Mi experiencia comenzó con un rico almuerzo de pescado frito, a la par de las conversaciones de rigor que preceden a la forja de toda amistad.

Por la tarde un tour en kayak hacia una orilla de la isla de El Alemán, donde hay un promontorio de piedras y pequeñas grietas, tiene un largo de unos 100 metros, ideal para estudios geológicos. El agua mansa y como detenida, en este lugar asemejan una laguna dentro del lago, tibia el agua me invitó a disfrutarla con la presencia del vuelo de garzas y observando el horizonte hacia donde se extiende Apanás.
A las 6 de la tarde cené otro rico pescado, el cual tenía un sabor adicional para chuparse los dedos, pregunté por ese sabor y me dijeron que fue cocinado con manteca de chancho.

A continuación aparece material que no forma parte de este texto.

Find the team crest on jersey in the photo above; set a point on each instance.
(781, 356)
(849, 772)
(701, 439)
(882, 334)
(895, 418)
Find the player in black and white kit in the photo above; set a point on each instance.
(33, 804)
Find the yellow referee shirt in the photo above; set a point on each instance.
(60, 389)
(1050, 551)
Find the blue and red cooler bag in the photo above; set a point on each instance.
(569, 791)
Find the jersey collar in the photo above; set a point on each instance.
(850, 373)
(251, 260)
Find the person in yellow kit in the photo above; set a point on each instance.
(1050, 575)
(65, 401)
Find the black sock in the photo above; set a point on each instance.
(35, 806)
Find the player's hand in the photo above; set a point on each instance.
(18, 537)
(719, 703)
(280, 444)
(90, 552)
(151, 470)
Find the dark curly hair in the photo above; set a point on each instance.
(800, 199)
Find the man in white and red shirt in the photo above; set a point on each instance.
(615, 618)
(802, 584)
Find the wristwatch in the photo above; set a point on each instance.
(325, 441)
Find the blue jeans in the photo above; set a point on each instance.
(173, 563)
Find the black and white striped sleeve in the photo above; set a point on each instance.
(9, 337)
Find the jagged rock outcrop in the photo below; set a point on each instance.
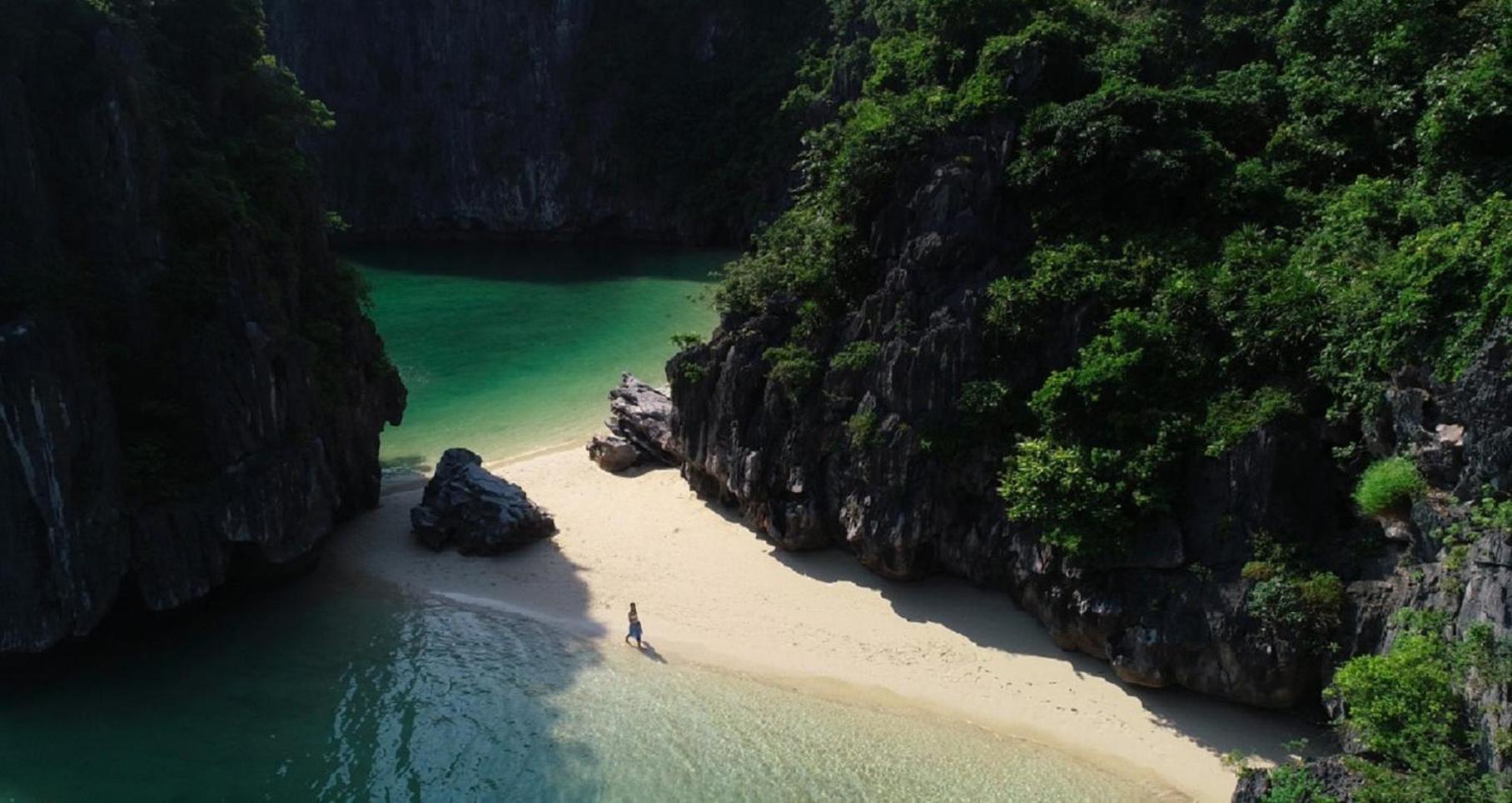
(1330, 776)
(546, 120)
(641, 416)
(613, 452)
(168, 416)
(868, 460)
(468, 507)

Luis Armando Iglesias Gutiérrez en la isla Comalito 3 / Cortesía

Luciérnagas que tejen la noche

Entrando la noche y ya en completa oscuridad pude ver un manto flotando con lucecillas intermitentes; !Cuántos años de no apreciar las luciérnagas tejiendo la noche de silencio y buscando al niño de mi interior¡
Ya la noche trajo un friíto que invitaba a tomar unos tragos, y alumbrados por el fogón de piedras, salieron las anécdotas personales, y también filosóficas sobre muchos temas que con frecuencia Luis Alberto decía; !Algo está pasando¡, en referencia a los ovnis, apariciones y adelantos espectaculares del ser humano. Luego una que otra leyenda. Gocé con la anécdota contada por Javier, sólo les diré el título: «Esta pesca es para el asilo de ancianos».

Pescando por la noche

A las 10 de la noche llegaron dos pescadores vecinos de allí a tirar su chinchorro, una hora después unos 70 pescados los regocijaron. Me acerqué para mirar, y al acercarme y ver la buena pesca, les dije con confianza: Ala, ¿y no regalan? Se rieron, dijeron que sí. Sacaban de la red a los más grandes y a los de tamaño como de dedo pulgar, los regresaban al agua. Opté por apoyarlos en la labor de salvamento como principiante ambientalista en acción.
Volví a la mesa con Javier, Luis y Elián, la plática estaba en lo fino cuando los pescadores suertudos ofrecieron freir pescado, y a las 11 de la noche chupándome nuevamente los dedos.
He escrito una leyenda, la cual anexaré en mi libro inédito de leyendas, esta se llamará « La leyenda de los tres comales».
Al día siguiente me levanté a las 6 de la mañana; Luis y Javier ya en la faena, el Sol se anunciaba esplendoroso como para quedarse un día más.
Ya a las 7 un raid de mi amigo Ariosto González; a las 8 ya estaba en mi negocio, cargado de energía y nuevas emociones.
Cuando se les antoje experimentar como seres humanos sin los avatares de la vida moderna, allí está la isla C3.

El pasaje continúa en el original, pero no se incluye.